Tuesday, January 30, 2018

Album Review: Saxon - Thunderbolt

With Lemmy no longer with us, I suppose the mantle of British band that consistently cranks out albums capturing a signature sound and nothing else now falls to Saxon. Over the course of decades, Saxon has become one of those bands that may not always amaze, but seldom disappoints. Their meat-and-potatoes heavy metal is rooted in their past, and continues to this day to be music for the everyman. Like quite a lot of bands, they had a late-career renaissance not too long ago (has anyone figured out how so many older bands pulled that off?), and are still riding that wave. Myself, I didn't ride that along with everyone else. While I know the main gist of Saxon lore, I am a neophyte when it comes to taking on their albums.

Saxon's music is all about a rhyme; the riff and Biff. Their songs are built on thick riffing and Biff Byford's classic vocals. Both of those are on ample display throughout "Thunderbolt". Just on the title track, we get some heavy descending riffs that are pure heavy metal, and Biff's voice has barely aged from the glory days. He is one of the lucky ones who sound great even as they get older, and its his enthusiasm that allows Saxon to keep on keeping on the way they have. Other bands, who will remain nameless, have not been so lucky. When the vocalist ages, especially in metal, the music dies along with the singer's vibrancy.

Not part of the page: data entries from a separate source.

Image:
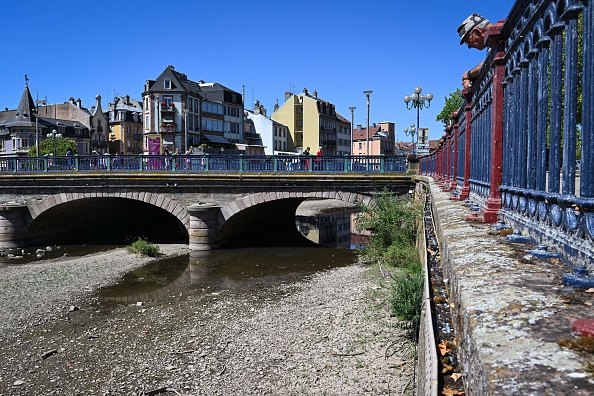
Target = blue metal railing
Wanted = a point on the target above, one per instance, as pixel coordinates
(205, 163)
(527, 128)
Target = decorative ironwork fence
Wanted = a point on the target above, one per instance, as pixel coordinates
(205, 163)
(526, 130)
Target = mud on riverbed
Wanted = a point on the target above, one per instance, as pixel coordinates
(331, 333)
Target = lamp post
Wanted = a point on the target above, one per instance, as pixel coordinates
(418, 101)
(367, 93)
(411, 132)
(352, 109)
(185, 145)
(54, 135)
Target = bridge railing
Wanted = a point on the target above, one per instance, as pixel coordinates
(205, 163)
(522, 145)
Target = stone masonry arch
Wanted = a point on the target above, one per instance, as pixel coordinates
(207, 221)
(158, 200)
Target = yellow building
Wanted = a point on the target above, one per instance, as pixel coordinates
(125, 124)
(312, 123)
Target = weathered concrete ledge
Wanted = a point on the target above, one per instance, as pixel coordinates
(508, 310)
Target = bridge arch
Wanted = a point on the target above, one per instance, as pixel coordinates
(100, 218)
(158, 200)
(269, 218)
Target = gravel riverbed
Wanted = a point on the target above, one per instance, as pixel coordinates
(328, 334)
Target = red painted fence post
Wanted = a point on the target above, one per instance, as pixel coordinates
(467, 135)
(493, 204)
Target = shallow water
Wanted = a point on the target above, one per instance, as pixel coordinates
(243, 270)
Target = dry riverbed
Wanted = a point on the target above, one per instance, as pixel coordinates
(329, 334)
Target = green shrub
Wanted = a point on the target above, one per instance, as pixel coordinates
(143, 247)
(392, 222)
(407, 295)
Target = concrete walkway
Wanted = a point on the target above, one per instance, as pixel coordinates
(509, 310)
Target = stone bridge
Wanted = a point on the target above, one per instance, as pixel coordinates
(205, 210)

For the most part, the band stays in their comfort zone, delivering songs that hit on the basics, without deviating much from the formula. That's for the best, because there's no reason to go searching for something new when you already have something good going. There's strength in knowing what you're good at, and sticking with it through this and thin.

We do get a few slight twists though. "Nosferatu (The Vampire's Waltz)" slows things down, and tries to be a more dramatic and epic take on Saxon's sound, while "Predator" layers some harsh vocals in with Biff's voice. While the former is a welcome attempt, there really was no need for the latter. Covering up one of your better attributes isn't the smartest of moves.

The one thing I haven't gotten to yet is the songwriting. I wasn't trying to avoid the subject, since it's of paramount importance, but there isn't much to say. While the band is playing well, and Biff is singing well, there aren't enough melodies throughout the album to keep me fully engaged. The style Saxon came up playing wasn't built on that, and it's why I sometimes struggle with traditional heavy metal. We get "The Secret Of Flight" and "Sons Of Odin" that have solid melodic choruses, but they are the minority. The majority of the record is in the shouted anthem style, which will work for most fans, but leaves me a bit cold.

Overall, "Thunderbolt" is a fine Saxon album. It does the things Saxon are expected to do, and it will satisfy traditional heavy metal fans, no doubt. I was hoping for something a bit more melodic, so I'm going to enjoy this less than many. Still, I can see what others will, and in that respect "Thunderbolt" is another worthy Saxon album.